Do we have a program? Oh, I don’t know. If so, it’s quite general & classic–to bring things we love into the world as cheaply, & quickly & as beautifully as possible. Books & editions. Stuff online. We hope to accommodate works that maybe haven’t found a home by virtue of their weird or funny shape, things that disregard genre or media convention & too, things that ardently embrace them. But really finally anything, whatever; collaborations, dilettante eruptions, scrawls & screeds, meandering daydreams or rigorous theories (meandering theories as rigorous daydreams.) & maybe, just maybe, having meant to or not, these things will somehow engage or unfold, play or reckon, with the spirit of our namesake.

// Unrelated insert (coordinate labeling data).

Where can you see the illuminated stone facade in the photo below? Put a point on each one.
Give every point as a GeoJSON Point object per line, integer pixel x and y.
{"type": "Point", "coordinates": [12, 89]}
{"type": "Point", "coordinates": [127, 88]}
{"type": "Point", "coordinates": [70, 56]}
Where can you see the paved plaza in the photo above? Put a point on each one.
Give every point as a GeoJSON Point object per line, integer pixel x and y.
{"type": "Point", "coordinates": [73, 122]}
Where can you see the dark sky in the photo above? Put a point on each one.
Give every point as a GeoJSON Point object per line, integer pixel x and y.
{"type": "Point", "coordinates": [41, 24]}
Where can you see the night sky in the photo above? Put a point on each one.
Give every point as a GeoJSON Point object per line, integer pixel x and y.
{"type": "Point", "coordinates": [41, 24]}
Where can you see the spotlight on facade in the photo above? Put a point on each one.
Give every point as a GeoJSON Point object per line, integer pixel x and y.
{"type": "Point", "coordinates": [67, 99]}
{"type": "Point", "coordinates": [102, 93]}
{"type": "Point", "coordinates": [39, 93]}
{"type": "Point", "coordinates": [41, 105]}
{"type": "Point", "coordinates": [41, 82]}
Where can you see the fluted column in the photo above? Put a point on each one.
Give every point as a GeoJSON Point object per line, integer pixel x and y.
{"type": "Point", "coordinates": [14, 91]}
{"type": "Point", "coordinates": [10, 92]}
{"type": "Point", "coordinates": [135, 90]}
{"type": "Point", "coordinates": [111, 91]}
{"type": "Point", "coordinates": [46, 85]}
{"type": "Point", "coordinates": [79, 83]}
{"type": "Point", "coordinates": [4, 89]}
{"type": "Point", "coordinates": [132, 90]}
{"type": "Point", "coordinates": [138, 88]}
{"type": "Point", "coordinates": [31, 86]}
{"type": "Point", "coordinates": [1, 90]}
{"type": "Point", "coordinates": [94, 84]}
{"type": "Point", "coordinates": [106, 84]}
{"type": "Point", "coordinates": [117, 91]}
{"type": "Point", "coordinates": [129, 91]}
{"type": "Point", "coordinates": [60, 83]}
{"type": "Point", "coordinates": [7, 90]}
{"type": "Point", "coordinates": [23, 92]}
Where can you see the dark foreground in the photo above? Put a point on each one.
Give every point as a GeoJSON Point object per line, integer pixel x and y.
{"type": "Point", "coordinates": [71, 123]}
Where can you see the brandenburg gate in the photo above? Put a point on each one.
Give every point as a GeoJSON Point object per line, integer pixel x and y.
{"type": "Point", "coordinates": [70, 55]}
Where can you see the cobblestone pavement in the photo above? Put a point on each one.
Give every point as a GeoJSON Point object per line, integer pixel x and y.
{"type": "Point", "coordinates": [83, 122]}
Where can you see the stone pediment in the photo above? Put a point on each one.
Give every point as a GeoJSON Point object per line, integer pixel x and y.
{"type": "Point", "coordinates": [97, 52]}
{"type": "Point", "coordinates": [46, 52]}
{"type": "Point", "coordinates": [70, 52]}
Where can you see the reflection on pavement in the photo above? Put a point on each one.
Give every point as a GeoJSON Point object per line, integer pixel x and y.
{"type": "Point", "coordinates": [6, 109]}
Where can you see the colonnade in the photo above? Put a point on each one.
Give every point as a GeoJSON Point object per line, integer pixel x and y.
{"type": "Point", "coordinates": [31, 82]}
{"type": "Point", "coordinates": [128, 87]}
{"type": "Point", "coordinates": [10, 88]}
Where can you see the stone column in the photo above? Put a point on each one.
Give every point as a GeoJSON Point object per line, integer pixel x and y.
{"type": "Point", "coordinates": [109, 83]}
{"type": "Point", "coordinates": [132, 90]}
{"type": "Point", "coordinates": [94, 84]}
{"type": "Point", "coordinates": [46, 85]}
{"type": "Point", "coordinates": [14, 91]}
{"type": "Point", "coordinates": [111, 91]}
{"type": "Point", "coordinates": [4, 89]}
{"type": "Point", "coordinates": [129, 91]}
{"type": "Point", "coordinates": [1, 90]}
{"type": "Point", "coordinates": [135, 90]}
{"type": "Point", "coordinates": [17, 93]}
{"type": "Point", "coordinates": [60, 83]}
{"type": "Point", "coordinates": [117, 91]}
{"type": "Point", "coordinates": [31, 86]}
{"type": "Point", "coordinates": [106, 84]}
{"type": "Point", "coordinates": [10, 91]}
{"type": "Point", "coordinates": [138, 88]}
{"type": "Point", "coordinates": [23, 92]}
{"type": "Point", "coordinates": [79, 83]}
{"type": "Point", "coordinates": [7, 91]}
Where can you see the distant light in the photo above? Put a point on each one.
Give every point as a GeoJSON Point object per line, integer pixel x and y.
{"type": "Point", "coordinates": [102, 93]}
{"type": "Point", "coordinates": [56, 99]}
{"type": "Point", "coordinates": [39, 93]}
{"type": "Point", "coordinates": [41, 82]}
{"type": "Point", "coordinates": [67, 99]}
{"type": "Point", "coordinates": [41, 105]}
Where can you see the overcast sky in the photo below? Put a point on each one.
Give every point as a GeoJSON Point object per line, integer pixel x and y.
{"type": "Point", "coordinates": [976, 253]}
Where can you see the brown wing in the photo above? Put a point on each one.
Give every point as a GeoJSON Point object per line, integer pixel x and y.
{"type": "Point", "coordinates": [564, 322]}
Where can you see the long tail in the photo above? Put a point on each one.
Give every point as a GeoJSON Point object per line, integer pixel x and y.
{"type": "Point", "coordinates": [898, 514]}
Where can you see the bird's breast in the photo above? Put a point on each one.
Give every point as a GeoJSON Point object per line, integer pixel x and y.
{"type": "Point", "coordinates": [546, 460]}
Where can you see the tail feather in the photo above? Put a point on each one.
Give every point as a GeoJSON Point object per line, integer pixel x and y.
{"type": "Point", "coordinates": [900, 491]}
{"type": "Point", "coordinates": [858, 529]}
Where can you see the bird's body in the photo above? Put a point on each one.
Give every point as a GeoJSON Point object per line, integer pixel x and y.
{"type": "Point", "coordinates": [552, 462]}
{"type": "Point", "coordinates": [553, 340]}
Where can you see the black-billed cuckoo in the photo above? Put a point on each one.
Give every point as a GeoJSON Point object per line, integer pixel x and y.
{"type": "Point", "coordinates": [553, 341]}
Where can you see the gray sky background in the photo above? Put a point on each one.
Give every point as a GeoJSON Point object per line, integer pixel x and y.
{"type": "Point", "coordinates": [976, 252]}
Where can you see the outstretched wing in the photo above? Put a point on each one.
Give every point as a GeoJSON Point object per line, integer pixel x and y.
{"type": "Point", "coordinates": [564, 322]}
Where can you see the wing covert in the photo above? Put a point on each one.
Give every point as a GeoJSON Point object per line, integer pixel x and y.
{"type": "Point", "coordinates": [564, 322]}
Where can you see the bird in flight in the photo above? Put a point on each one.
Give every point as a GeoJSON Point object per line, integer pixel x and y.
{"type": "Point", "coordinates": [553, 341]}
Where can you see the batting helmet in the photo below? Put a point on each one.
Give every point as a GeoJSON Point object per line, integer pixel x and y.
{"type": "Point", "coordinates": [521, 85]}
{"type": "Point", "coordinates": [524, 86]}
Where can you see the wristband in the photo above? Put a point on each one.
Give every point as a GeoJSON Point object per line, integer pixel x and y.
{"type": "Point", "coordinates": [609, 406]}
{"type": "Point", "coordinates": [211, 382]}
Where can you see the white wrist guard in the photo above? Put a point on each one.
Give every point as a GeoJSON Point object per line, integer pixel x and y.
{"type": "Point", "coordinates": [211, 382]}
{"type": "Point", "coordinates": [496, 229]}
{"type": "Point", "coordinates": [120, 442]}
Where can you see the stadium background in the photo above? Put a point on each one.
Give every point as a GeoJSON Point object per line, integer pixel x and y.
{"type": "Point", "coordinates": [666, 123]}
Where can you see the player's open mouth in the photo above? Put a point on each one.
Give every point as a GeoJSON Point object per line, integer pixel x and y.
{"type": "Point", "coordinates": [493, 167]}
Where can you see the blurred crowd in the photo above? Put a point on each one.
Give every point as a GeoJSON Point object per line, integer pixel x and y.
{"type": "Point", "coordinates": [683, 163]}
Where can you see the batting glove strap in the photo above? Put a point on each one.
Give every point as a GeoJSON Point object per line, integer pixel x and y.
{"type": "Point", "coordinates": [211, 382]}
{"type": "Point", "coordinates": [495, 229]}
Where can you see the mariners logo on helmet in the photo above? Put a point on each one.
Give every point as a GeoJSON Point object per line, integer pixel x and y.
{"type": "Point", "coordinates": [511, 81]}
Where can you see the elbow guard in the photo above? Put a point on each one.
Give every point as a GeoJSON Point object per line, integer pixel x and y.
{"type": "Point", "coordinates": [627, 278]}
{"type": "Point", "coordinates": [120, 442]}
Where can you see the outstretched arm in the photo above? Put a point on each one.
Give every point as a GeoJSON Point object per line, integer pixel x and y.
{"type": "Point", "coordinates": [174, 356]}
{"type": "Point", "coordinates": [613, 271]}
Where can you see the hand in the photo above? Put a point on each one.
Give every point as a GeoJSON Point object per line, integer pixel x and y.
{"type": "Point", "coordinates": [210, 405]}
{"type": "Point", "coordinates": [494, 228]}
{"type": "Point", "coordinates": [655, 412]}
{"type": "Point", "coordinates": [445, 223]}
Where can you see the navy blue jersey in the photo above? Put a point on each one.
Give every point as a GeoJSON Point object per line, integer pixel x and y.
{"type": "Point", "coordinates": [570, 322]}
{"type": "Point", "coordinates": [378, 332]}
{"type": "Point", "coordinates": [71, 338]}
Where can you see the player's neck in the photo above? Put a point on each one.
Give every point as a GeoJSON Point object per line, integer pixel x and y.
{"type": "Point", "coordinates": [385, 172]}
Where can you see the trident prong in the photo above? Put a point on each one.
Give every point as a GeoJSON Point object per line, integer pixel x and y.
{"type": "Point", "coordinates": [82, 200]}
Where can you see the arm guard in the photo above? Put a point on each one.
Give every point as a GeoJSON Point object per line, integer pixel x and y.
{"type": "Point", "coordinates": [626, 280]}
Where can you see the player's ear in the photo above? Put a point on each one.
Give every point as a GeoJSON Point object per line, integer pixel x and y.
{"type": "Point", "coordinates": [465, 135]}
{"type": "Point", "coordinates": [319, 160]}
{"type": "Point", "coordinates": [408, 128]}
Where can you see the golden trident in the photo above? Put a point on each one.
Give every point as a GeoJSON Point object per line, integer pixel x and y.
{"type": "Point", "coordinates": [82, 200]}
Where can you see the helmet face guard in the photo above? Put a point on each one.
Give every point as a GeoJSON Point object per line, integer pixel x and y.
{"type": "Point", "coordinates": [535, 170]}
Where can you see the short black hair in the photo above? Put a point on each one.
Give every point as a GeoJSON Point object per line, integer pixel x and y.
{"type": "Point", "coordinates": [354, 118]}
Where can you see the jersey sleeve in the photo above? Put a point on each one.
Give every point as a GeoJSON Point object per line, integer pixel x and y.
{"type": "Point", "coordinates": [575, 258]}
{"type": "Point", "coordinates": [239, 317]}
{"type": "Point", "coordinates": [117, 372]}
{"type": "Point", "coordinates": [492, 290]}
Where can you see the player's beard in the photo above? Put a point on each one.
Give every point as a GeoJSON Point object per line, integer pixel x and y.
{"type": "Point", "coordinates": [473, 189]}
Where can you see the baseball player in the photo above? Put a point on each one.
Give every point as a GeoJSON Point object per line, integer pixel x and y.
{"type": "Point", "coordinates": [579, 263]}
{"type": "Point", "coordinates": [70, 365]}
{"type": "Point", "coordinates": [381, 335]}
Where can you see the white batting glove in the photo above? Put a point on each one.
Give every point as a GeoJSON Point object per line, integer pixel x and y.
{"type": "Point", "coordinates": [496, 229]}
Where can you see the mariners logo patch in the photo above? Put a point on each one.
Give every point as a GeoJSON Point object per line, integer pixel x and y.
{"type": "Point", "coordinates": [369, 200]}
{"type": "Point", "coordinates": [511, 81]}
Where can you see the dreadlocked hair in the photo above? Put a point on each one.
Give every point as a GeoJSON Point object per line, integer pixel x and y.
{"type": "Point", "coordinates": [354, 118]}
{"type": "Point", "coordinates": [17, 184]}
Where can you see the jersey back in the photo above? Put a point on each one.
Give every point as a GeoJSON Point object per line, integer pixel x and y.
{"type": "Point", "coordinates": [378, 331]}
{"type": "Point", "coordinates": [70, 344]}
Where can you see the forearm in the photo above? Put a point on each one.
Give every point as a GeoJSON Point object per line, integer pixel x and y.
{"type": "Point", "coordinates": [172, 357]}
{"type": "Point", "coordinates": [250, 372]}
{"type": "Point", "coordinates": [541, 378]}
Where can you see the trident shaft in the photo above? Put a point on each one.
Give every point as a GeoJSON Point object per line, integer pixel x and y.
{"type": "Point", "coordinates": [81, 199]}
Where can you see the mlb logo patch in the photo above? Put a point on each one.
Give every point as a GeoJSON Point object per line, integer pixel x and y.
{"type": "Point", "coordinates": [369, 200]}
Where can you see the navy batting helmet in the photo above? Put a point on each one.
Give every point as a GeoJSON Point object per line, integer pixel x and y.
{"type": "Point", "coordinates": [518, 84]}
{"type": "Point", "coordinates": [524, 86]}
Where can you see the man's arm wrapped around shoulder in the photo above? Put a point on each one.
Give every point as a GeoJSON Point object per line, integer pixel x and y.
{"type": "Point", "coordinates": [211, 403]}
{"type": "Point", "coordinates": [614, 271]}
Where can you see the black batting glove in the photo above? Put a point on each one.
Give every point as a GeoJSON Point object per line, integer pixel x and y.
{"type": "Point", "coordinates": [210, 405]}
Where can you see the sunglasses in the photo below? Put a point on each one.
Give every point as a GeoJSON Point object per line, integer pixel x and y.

So that’s what’s here for us, our guiding lights. Hung up on the black & blue wall where they shine–one clock re-formulates O’Hara, holding that, while we despise systems that would crush it, we certainly don’t regret life. The other holds scorn for that affirmation, meets it with brutality & obstinate refusal. Only one can set the pace going forward. Between them, there’s only one choice.

Here, you’ll find a link about how to make Perfect Lovers yourself, where you live or better yet, wherever you are, anyplace you might find a wall. Like in Wal-Mart. Or you could put it on the phony wall between the head & heart. So much of his work was designed to be reproduced by anyone, anywhere, whenever they might need or want it, & almost for free. Against the gallery system (the world system) in that way. It’s sort of funny to think, if you take what I’ve said at all seriously here, the piece is sort of everywhere, it’s with us all as time. Why go through all the trouble to produce it? For me, when I try to answer that question, I feel the whole world rushing in. It’s kind of where the magic starts. How anyone answers, & then,what they do, that’s what I think of as art.

Oh, & don’t forget, if you do install the piece, the clocks are to be mounted very close to one another. So close, in fact, that they touch.